Salut merci de m'avoir répondu mais VMware Fusion est-il compatible Windows ? Car je virtualise sur cet OS...

Je ne connais rien en Hackintosh donc cela ne va pas m'aider... aurais-tu la gentillesse de m'expliquer pourquoi les .dmg ou les .iso ne boot pas ?

Merci


----------



## ericse (12 Mai 2020)

Parce que VMWare standard simule un hardware PC et pas Mac, et que macOS est conçu par Apple pour ne booter que sur un hardware Mac. 
Après il y a des bricoleurs qui ont trouvé comment patcher un installateur macOS pour le forcer à booter, et s'installer, sur un hardware PC, ca s'appelle un Hackintosh, c'est cela qu'il faut que tu recherches... mais il y a des embuches que je te laisse découvrir


----------



## Sebiohazard (12 Mai 2020)

Alors pour le patch j'ai bien installé le Unlocker pour VMware... concernant le hardware Mac comme c'est du Intel pourquoi est-ce différent ? Pourquoi dans ce cas VMware propose l'installation de différents systèmes Mac & ne boot pas dessus ?!

Comme je suis complètement novice peux-tu m'envoyer un lien sur un post qui parle de ça STP ?

Merci


----------



## Locke (12 Mai 2020)

Sebiohazard a dit:


> Pour cela j'ai installé VMware & VirtualBox mais aucun ne me permet d'installer Mac OS.


Ce n'est pas clair, sur quel matériel ?

Sinon un peu de lecture...








						Installer OSX High Sierra sur PC avec VMware
					

Il est loin le dernier article ou je vous expliquais comment installer OSX Yosemite sur VMware.

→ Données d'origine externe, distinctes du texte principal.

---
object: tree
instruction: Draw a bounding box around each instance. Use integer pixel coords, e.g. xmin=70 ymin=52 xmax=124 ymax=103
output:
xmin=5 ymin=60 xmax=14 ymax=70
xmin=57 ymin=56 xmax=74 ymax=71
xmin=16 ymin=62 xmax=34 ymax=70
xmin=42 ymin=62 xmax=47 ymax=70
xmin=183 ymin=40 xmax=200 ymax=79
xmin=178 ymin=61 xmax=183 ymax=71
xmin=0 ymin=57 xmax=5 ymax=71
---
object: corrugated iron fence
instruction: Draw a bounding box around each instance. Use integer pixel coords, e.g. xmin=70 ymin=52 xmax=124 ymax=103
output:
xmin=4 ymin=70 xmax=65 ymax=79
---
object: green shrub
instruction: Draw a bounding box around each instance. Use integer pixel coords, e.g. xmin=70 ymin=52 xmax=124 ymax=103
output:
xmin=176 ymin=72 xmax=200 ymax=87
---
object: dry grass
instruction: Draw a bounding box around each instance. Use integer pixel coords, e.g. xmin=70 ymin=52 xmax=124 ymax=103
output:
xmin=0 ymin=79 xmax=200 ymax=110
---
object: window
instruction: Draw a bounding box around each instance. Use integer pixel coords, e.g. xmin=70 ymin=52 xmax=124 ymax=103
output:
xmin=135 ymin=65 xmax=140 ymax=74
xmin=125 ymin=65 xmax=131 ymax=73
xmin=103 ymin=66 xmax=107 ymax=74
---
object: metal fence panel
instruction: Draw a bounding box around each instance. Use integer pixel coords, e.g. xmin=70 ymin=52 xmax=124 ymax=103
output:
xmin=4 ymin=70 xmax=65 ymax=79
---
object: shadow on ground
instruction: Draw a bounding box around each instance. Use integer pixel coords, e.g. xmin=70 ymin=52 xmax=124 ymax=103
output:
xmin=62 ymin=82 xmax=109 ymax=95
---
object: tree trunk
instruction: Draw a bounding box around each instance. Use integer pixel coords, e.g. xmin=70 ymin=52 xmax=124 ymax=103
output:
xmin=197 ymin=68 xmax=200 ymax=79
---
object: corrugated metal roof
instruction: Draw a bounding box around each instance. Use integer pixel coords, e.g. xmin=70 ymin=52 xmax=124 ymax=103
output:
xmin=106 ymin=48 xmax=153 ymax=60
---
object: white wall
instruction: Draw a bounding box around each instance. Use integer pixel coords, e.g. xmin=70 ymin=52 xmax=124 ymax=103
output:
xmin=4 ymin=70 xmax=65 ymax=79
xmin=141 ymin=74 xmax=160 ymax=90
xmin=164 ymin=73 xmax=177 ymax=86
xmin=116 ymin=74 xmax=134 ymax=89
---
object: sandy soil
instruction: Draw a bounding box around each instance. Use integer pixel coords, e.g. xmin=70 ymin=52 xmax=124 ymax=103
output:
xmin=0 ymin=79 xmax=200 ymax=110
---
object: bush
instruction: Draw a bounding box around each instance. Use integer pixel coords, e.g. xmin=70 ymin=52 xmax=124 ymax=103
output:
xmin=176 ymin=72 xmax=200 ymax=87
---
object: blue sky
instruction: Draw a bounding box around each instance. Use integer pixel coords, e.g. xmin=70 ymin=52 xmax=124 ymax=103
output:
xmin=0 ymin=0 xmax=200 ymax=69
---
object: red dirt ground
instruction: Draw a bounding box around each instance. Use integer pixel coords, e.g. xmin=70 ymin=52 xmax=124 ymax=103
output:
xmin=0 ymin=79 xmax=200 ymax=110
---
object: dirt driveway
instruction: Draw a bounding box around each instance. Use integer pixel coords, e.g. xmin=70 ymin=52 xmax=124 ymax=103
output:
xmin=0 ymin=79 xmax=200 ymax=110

Et bien je reviens en pleine forme pour vous proposer d’installer la toute dernière version d’OSX High Sierra en quelques clics… C’est une machine virtuelle prête à l’emploi. Le fonctionnement est...




					www.tech2tech.fr
				











						5 étapes pour installer macOS Sierra dans VirtualBox sous Windows 10 - iPom
					

Je ne savais pas moi-même si je voulais sauter sur un Mac depuis que je suis allé sur Google Samurai Jack quand j’avais 9 ans (ne me demandez pas pourquoi) sur mon ordinateur fonctionnant sous Windows. Depuis lors, il m’a fallu un certain temps pour m’habituer au MacOS d’Apple et à ce que j’ai...




					ipom.fr
				






Sebiohazard a dit:


> Alors pour le patch j'ai bien installé le Unlocker pour VMware


Ici, on ne va surtout pas parler de ce qui est illégal. Merci d'en tenir compte.


----------



## Sebiohazard (12 Mai 2020)

Locke a dit:


> Ici, on ne va surtout pas parler de ce qui est illégal. Merci d'en tenir compte.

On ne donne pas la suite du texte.